The South African Bureau of Standards (SABS) has announced that it recently established a National Technical Committee to develop South African National Standards to guide the use of vaping products.
“Vaping and vaping products are increasingly popular in South Africa both in terms of recreational use and in economic activity,” said SABS lead Jodi Scholtz.
Scholtz said it is estimated that about 350,000 people use vaping products and that sales in 2019 amounted to R1.25 billion.
“As the industry grows, there is a need to establish national standards that guide the quality of the products and provide consumers with some assurance that the electronic devices and products used in vaping are safe to use.”
SABS technical committee 2112 will only focus on non-tobacco products, and the standards will be for voluntary application. Only products that wish to display the SABS mark will have to comply.
“Vaping is the use of an inhalation device that vaporise liquid solutions which may contain nicotine and other ingredients,” the bureau noted.
“Tobacco is currently regulated in South Africa through the Tobacco Products Control Act 83 of 1993.”
The Department of Health has a draft bill on the control of Tobacco Products and Electronic Delivery Systems undergoing public enquiry.
The SABS technical committee will focus on vaping products and consider the inclusions of this draft bill.
SABS technical committee 2112 will be responsible for the setting of guidelines and promoting standardisation in the field of vaping products, covering:
- Electronic vaping products and their components
- Requirements for prefilled cartridges and reservoirs
- Terminology, sampling, methods of test and analysis
- Product specifications
- Safety, quality management and requirements for packaging, storage and transportation
Scholtz said there are no guidelines or regulations for vaping products in South Africa and the African region.
Plans to host the first committee meeting are underway and will be confirmed as soon as commitment from regulators and other key stakeholders is received.
“Once consensus has been reached amongst the TC participants, the draft standard will go through a public enquiry stage, wherein members of the public may comment and submit input into the draft standard,” said Scholtz.
“All comments are then taken into account in the next stage of developing the draft standard into a national standard.”
Scholtz explained that, on average, it takes about 300 days to develop a national standard from scratch.
However, the duration of the process is dependent on several factors, such as the availability and commitment of members of the technical committee, and the availability of published research and documents.
Consensus within committees, the robustness of the public enquiry stage, and various other logistical requirements can also impact the timeframe.
Scholtz said any organisation or individual interested in participating in SABS Technical Committee 2112 could express their interest by email to [email protected]

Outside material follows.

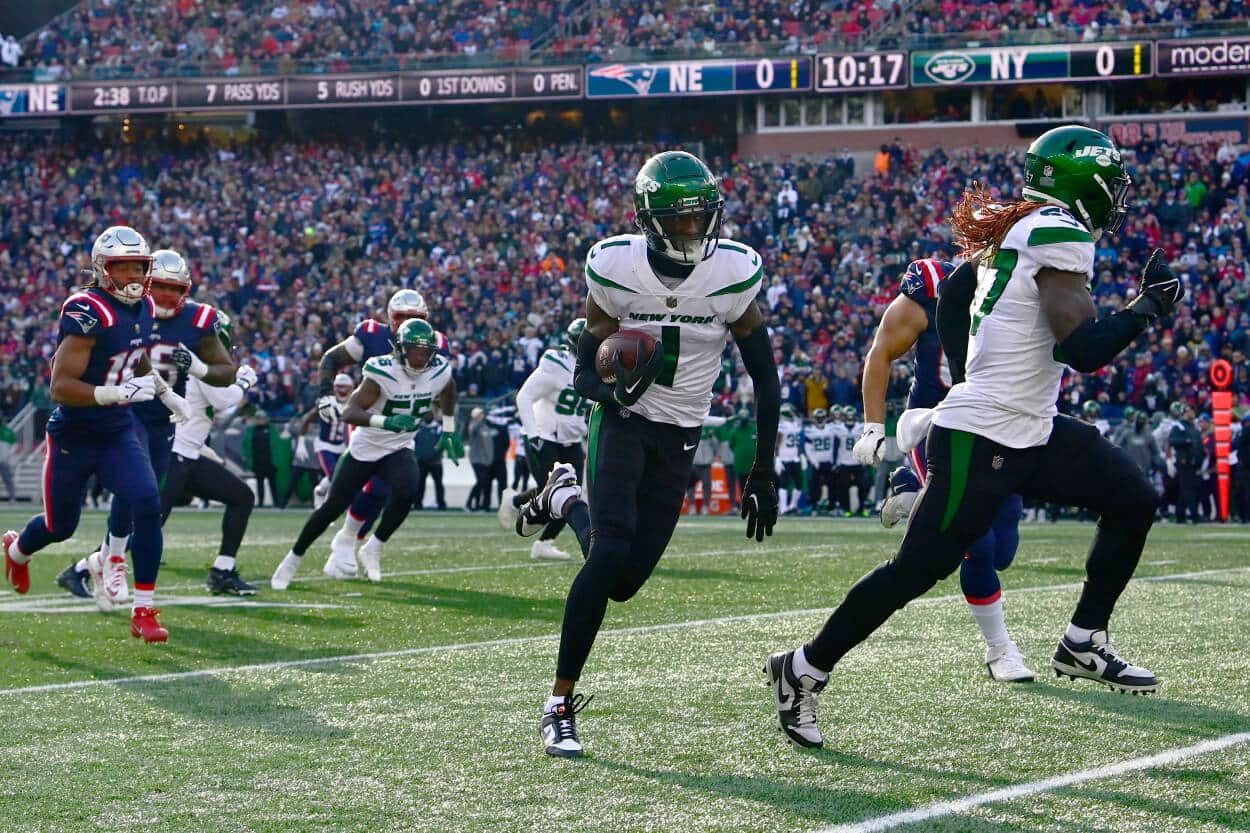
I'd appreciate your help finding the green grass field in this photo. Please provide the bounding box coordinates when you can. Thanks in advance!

Finance minister Enoch Godongwana proposed a stiff new tax for vaping liquids earlier this year.
Godongwana announced the government had tabled a tax of at least R2.90 per millilitre of vaping liquid from 1 January 2023.
He said the tax would have to go through public consultation first, although he wished he could implement it immediately.
A typical bottle of vape juice in South Africa contains either 100ml or 120ml, which means an additional R290 to R348 in taxes — effectively doubling the price.
National Treasury’s chief director for economic tax analysis, Chris Axelson, said only taxing vaping liquid containing nicotine was an attractive policy idea.
However, an exemption for vape juice without nicotine would complicate enforcement.